I've been using one of several systems to catch unexpected exceptions and log them (e.g., write to a file, display on web page, email me, etc). But many are built into a particular system, or have an interesting but incomplete set of features. E.g., many web frameworks have exception reporters (and the stdlib includes cgitb),
but I want to handle non-web exceptions in the same way as exceptions
from web requests, and that's not generally easy.
...
I feel like there must be something out there, since every Python programmer has to deal with this sort of thing to some degree...?
I feel that way, too, but haven't found it. I broke my webapp framework out of my ORM late last year, and quickly realized how small the core framework really is (22k, versus 250k for the web bits). Features like the logging handler could be provided as separate modules, rather than built into the Application object, and I've been meaning to get around to that. If we could put our many heads together, I think this would be doable for the stdlib.
I'm not optimistic about a good exception handler in the standard library; development slows down a lot at that point, and it's not a reasonable candidate until it is designed and used (in part because of that slowdown -- if it's not mature, it is a diservice to the project to calcify the interface with such strong backward compatibility requirements). But anyway, hopefully multiple people/frameworks/projects could use such a library, done well, as a start.
Here are the pieces of the framework, by the way, which might also benefit from some standardization (I was thinking about them all at once):
1. Thread-safe application state 2. Logging (+ exception handling) 3. Configuration data (reading from various sources) 4. Registry of Workers for getting things done on a schedule, possibly recurring 5. Registry of startup/shutdown functions 6. Registry of active user interfaces
I think the first three are all good candidates for a standard. If we had a standard, thread-safe Application object, the rest could be registerable plugins for that.

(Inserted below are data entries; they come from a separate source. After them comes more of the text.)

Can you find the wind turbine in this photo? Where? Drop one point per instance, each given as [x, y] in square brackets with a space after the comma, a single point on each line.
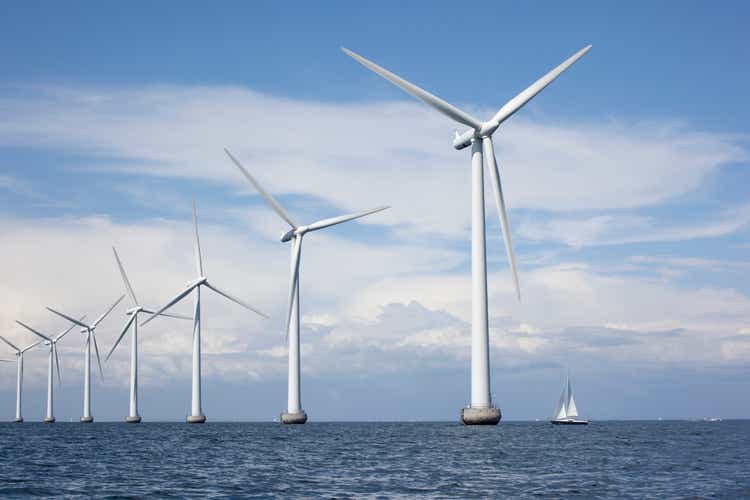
[197, 416]
[19, 378]
[90, 332]
[133, 415]
[479, 137]
[54, 359]
[294, 413]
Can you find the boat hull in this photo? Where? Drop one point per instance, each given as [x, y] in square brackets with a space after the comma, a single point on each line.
[569, 421]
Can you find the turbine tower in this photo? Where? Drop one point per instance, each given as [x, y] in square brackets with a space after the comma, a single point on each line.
[54, 362]
[197, 416]
[133, 416]
[90, 332]
[294, 413]
[19, 377]
[479, 137]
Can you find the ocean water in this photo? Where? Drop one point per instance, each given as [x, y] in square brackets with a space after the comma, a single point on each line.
[613, 459]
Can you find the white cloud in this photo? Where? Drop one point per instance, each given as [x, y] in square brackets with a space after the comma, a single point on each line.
[581, 231]
[386, 152]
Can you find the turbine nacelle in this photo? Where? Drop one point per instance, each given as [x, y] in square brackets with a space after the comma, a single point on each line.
[134, 310]
[297, 231]
[287, 236]
[464, 140]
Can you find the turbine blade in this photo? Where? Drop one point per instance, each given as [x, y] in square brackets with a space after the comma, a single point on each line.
[517, 102]
[70, 328]
[34, 331]
[72, 320]
[101, 318]
[10, 344]
[235, 300]
[296, 257]
[343, 218]
[270, 199]
[178, 316]
[197, 243]
[125, 279]
[122, 334]
[57, 364]
[96, 350]
[497, 190]
[172, 302]
[30, 346]
[424, 96]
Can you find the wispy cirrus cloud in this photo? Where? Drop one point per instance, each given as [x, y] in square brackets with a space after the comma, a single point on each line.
[393, 152]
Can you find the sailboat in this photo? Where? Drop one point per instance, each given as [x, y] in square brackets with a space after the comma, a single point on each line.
[566, 412]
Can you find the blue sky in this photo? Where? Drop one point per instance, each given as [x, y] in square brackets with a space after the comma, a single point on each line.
[626, 179]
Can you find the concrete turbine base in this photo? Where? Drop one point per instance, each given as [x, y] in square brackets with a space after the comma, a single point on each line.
[480, 416]
[294, 418]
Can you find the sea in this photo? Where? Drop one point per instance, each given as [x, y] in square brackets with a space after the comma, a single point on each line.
[615, 459]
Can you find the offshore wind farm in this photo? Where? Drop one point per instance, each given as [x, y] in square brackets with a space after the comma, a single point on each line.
[418, 348]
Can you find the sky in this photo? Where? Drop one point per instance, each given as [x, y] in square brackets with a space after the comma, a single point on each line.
[626, 180]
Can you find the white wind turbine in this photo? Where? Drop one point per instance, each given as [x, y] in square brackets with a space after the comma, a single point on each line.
[133, 415]
[295, 414]
[54, 362]
[19, 377]
[90, 332]
[479, 137]
[197, 416]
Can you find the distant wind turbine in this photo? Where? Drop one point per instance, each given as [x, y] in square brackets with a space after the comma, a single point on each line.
[479, 137]
[295, 414]
[133, 415]
[197, 416]
[90, 332]
[54, 362]
[19, 377]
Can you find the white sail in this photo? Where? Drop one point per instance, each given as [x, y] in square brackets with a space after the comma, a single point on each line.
[571, 409]
[560, 408]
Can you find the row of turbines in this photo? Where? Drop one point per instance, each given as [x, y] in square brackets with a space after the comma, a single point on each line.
[482, 410]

You'd basically register callbacks for app.startup and .shutdown methods to iterate over.
Hmm... I'm confused by these bits. Are you talking about libraries for other parts of a web framework, besides exception handling? If so, you might want to look into WSGI and then discuss these things on the web-sig list (WSGI as a starting point; it doesn't specifically relate to many of these ideas, but provides a context in which to develop them). Some of these have been discussed there, like logging, configuration, and perhaps aspects of the registration you are thinking about.